「CSS pseudo class與pseudo element」相關筆記
原始問題
在共學群組中看到以下問題組,記錄一下閱讀 MDN 文件與 W3C 規格後的相關筆記 「pseudo-elements 是不是一個元素?」 「pseudo-elements 會出現在 DOM TREE 裡面嗎?」
回答
pseudo-elements 是不是一個元素?
- 不是,pseudo-elements 代表的是一個元素中的特定片段
- 將 pseudo-elements 作為 CSS 選取器使用時,它會選取某元素的指定部位,比如
::first-line
代表選取某元素的第一行部位
pseudo-elements 會出現在 DOM TREE 裡面嗎?
- 不會,W3C level 1 已明確指出 pseudo-elements 與 pseudo-class 不存在於 HTML 中(do not exist in the HTML source, insert by the UA)
- DOM TREE 是瀏覽器讀取 HTML 原始碼後根據其內容生成,而 HTML 原始碼中並沒有 pseudo-elements,故不會出現在 DOM TREE 中(參考Constructing the Object Model)
筆記
MDN
- A CSS pseudo-class is a keyword added to a selector that specifies a special state of the selected element(s).
- A CSS pseudo-element is a keyword added to a selector that lets you style a specific part of the selected element(s).
level 1
- Pseudo-classes and pseudo-elements can be used in CSS selectors, but do not exist in the HTML source. Rather, they are “inserted” by the UA under certain conditions to be used for addressing in style sheets.
- They are referred to as “classes” and “elements” since this is a convenient way of describing their behavior. More specifically, their behavior is defined by a fictional tag sequence.
level 4
Pseudo-classes
- Pseudo-classes are simple selectors that permit selection based on information that lies outside of the document tree or that can be awkward or impossible to express using the other simple selectors.
- They can also be dynamic, in the sense that an element can acquire or lose a pseudo-class while a user interacts with the document, without the document itself changing.

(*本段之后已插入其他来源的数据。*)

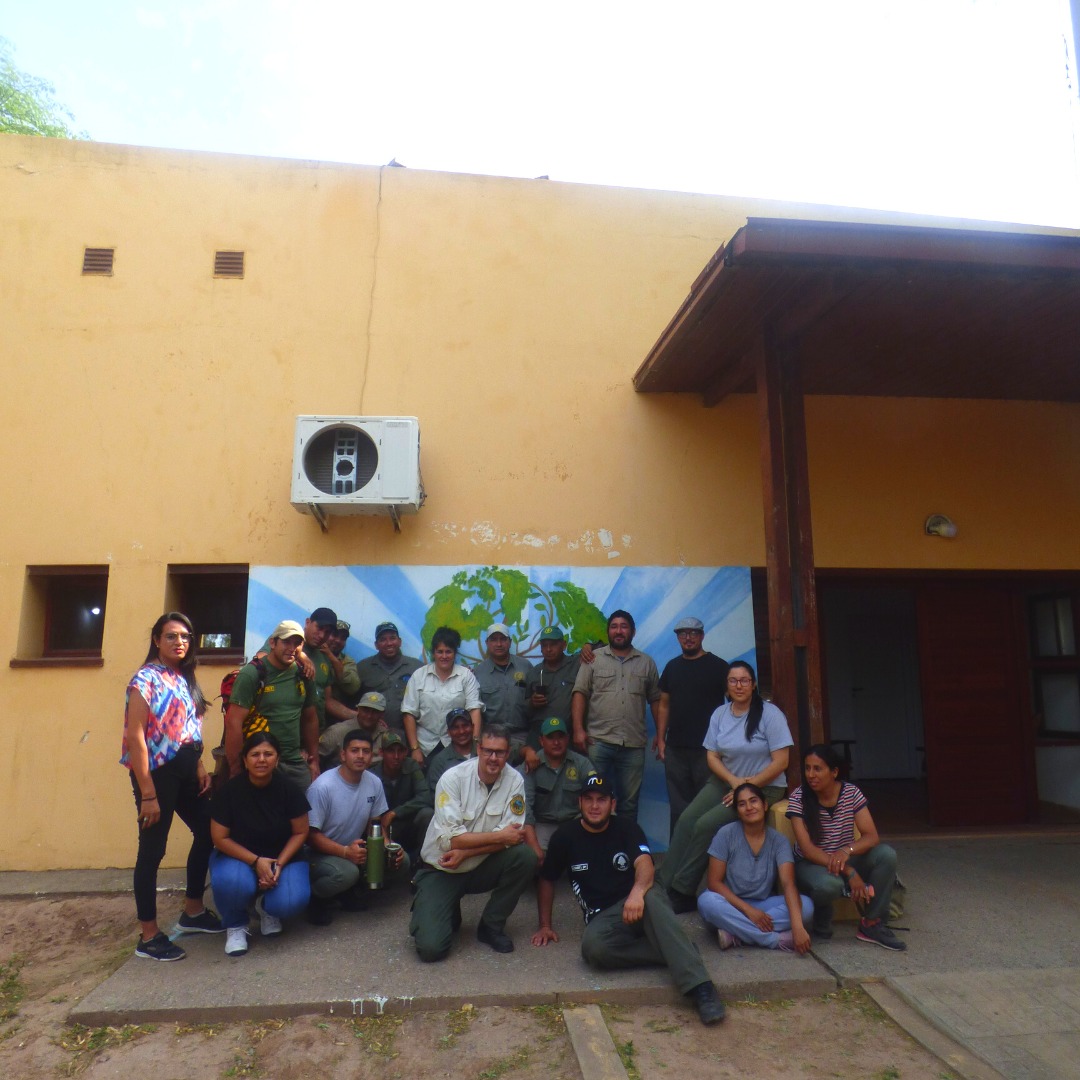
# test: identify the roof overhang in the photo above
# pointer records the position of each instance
(880, 310)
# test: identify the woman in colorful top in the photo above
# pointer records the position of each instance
(260, 822)
(747, 742)
(162, 750)
(825, 812)
(745, 860)
(432, 691)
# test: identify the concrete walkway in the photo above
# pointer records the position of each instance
(990, 980)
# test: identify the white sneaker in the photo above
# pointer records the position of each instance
(235, 941)
(270, 923)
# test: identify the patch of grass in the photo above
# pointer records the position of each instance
(626, 1054)
(85, 1043)
(858, 1000)
(457, 1024)
(12, 989)
(505, 1065)
(377, 1034)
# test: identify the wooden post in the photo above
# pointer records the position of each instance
(788, 542)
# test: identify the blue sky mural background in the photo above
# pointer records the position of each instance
(658, 596)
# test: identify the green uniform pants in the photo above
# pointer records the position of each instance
(688, 855)
(656, 939)
(436, 912)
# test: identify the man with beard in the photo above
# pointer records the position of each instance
(615, 689)
(628, 921)
(387, 673)
(691, 689)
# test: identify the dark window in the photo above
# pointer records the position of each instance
(214, 597)
(97, 260)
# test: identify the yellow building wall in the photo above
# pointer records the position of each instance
(150, 415)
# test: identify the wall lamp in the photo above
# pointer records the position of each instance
(939, 525)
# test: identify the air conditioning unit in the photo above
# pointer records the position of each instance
(356, 464)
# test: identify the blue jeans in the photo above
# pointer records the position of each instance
(718, 913)
(624, 766)
(235, 885)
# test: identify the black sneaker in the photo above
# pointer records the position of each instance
(205, 922)
(878, 933)
(159, 947)
(707, 1002)
(496, 939)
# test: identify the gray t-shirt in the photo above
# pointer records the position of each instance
(748, 876)
(727, 737)
(342, 811)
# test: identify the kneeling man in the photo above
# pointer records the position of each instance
(475, 844)
(345, 804)
(628, 922)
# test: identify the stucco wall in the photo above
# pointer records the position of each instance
(153, 410)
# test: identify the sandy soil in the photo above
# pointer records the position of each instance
(54, 952)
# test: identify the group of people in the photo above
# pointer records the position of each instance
(486, 780)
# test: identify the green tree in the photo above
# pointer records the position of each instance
(471, 602)
(27, 106)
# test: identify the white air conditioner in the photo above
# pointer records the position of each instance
(356, 464)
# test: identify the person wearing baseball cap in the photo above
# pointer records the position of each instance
(553, 786)
(692, 686)
(504, 679)
(388, 672)
(628, 921)
(272, 693)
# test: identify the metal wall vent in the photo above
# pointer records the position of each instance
(97, 260)
(228, 264)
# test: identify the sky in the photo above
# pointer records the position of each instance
(959, 108)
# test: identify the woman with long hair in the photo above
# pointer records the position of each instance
(825, 812)
(747, 742)
(746, 859)
(162, 751)
(260, 822)
(432, 691)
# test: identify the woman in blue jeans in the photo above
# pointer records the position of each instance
(824, 812)
(259, 825)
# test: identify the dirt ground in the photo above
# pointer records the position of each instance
(54, 952)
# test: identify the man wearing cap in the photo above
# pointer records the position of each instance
(408, 794)
(552, 788)
(345, 804)
(475, 844)
(503, 687)
(346, 685)
(283, 703)
(387, 673)
(367, 718)
(551, 688)
(628, 921)
(691, 689)
(459, 748)
(615, 689)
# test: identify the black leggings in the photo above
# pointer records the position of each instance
(176, 785)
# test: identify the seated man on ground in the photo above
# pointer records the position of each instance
(628, 921)
(553, 785)
(475, 844)
(408, 795)
(346, 802)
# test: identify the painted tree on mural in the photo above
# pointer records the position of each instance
(472, 601)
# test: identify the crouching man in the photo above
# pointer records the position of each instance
(628, 922)
(345, 804)
(475, 844)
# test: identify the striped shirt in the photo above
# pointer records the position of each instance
(837, 823)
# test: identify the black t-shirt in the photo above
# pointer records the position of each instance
(259, 818)
(697, 689)
(601, 864)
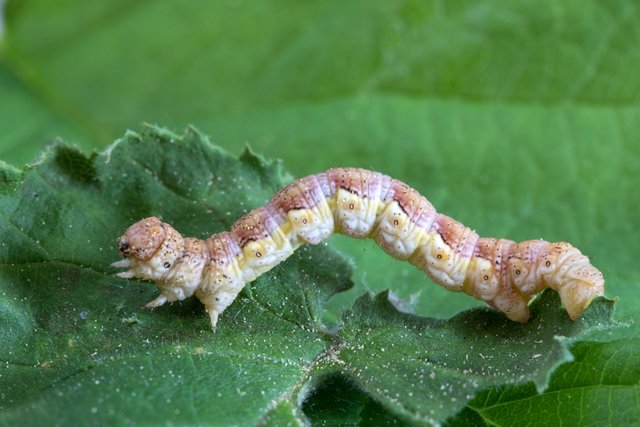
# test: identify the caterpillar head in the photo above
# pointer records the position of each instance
(565, 269)
(150, 248)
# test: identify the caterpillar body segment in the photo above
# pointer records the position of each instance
(361, 204)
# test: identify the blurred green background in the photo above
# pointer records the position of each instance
(520, 119)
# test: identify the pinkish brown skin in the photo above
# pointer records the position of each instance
(358, 203)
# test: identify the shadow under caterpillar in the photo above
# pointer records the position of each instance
(358, 203)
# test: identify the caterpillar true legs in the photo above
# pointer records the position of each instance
(357, 203)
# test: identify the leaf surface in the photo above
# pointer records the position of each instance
(78, 347)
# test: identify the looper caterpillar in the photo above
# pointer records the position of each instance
(358, 203)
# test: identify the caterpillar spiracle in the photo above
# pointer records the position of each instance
(358, 203)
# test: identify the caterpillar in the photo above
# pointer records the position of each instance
(358, 203)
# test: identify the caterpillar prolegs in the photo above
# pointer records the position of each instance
(358, 203)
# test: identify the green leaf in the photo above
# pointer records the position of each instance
(79, 349)
(601, 387)
(520, 119)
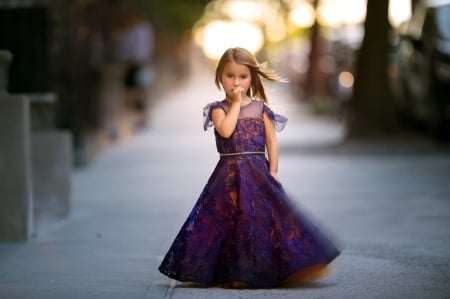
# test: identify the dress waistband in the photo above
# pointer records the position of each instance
(241, 153)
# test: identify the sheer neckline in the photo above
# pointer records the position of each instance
(242, 106)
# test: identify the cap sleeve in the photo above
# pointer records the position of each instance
(207, 121)
(279, 121)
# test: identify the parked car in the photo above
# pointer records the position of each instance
(422, 61)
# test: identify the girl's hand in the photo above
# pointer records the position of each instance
(236, 94)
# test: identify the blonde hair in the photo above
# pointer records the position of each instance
(257, 70)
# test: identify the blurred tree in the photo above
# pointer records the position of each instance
(371, 109)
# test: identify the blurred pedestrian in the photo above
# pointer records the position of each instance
(135, 45)
(243, 230)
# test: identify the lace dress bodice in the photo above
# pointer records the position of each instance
(249, 135)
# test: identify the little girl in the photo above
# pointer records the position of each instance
(243, 230)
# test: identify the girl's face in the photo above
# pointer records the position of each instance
(235, 75)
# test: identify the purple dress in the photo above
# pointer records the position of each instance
(243, 226)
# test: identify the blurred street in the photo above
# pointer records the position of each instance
(387, 202)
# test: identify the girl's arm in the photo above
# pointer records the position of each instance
(272, 146)
(226, 123)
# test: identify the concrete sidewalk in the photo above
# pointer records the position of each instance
(389, 203)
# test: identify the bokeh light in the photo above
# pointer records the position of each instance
(217, 36)
(399, 11)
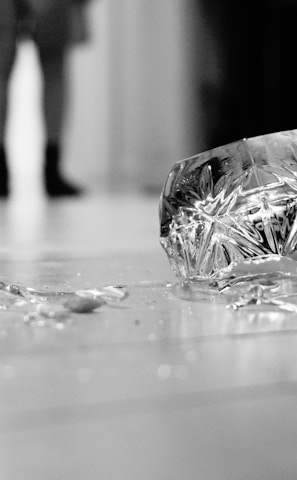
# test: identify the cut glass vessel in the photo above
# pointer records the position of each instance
(235, 202)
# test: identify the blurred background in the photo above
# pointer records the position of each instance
(158, 80)
(133, 104)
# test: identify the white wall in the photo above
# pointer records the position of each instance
(130, 112)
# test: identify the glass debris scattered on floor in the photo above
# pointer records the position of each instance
(269, 281)
(37, 306)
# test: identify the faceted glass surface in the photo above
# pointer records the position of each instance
(229, 204)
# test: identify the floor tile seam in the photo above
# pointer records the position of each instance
(49, 417)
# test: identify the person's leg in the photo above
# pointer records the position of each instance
(54, 103)
(7, 55)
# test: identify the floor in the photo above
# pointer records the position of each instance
(158, 386)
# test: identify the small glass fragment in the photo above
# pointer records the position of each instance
(56, 306)
(81, 304)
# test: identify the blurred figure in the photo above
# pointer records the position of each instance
(256, 88)
(54, 25)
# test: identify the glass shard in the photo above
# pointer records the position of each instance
(233, 203)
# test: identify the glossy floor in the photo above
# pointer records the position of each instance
(160, 386)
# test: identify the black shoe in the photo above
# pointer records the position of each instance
(4, 191)
(55, 184)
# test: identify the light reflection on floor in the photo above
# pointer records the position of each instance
(33, 227)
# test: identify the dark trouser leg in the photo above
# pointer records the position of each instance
(54, 91)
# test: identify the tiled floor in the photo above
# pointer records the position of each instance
(156, 387)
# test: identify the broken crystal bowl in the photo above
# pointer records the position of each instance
(233, 203)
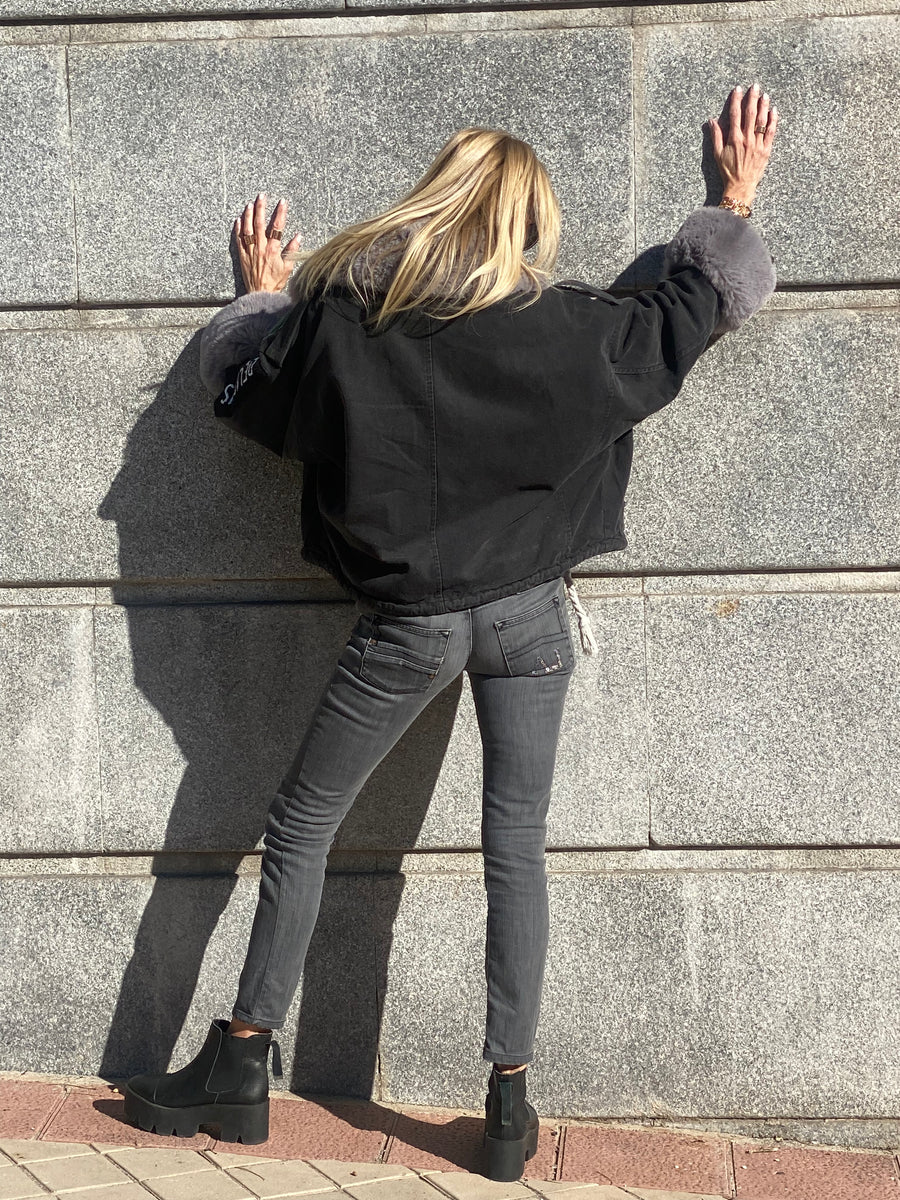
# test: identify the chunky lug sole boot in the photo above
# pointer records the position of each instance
(226, 1085)
(510, 1127)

- Pseudo-classes do not appear in or modify the document source or document tree.
Pseudo-elements
- Pseudo-elements represent abstract elements of the document beyond those elements explicitly created by the document language.
- A pseudo-element represents an element not directly present in the document tree. They are used to create abstractions about the document tree beyond those provided by the document tree.
- For example, pseudo-elements can be used to select portions of the document that do not correspond to a document-language element (including such ranges as don’t align to element boundaries or fit within its tree structure); that represent content not in the document tree or in an alternate projection of the document tree; or that rely on information provided by styling, layout, user interaction, and other processes that are not reflected in the document tree.
Constructing the Object Model
Every time the browser processes HTML markup, it goes through all of the steps below: convert bytes to characters, identify tokens, convert tokens to nodes, and build the DOM tree.
- Conversion: The browser reads the raw bytes of HTML off the disk or network, and translates them to individual characters based on specified encoding of the file (for example, UTF-8).
- Tokenizing: The browser converts strings of characters into distinct tokens—as specified by the W3C HTML5 standard; for example,
<html>
,<body>
—and other strings within angle brackets. Each token has a special meaning and its own set of rules. - Lexing: The emitted tokens are converted into “objects,” which define their properties and rules.
- DOM construction: Finally, because the HTML markup defines relationships between different tags (some tags are contained within other tags) the created objects are linked in a tree data structure that also captures the parent-child relationships defined in the original markup: the HTML object is a parent of the body object, the body is a parent of the paragraph object, and so on.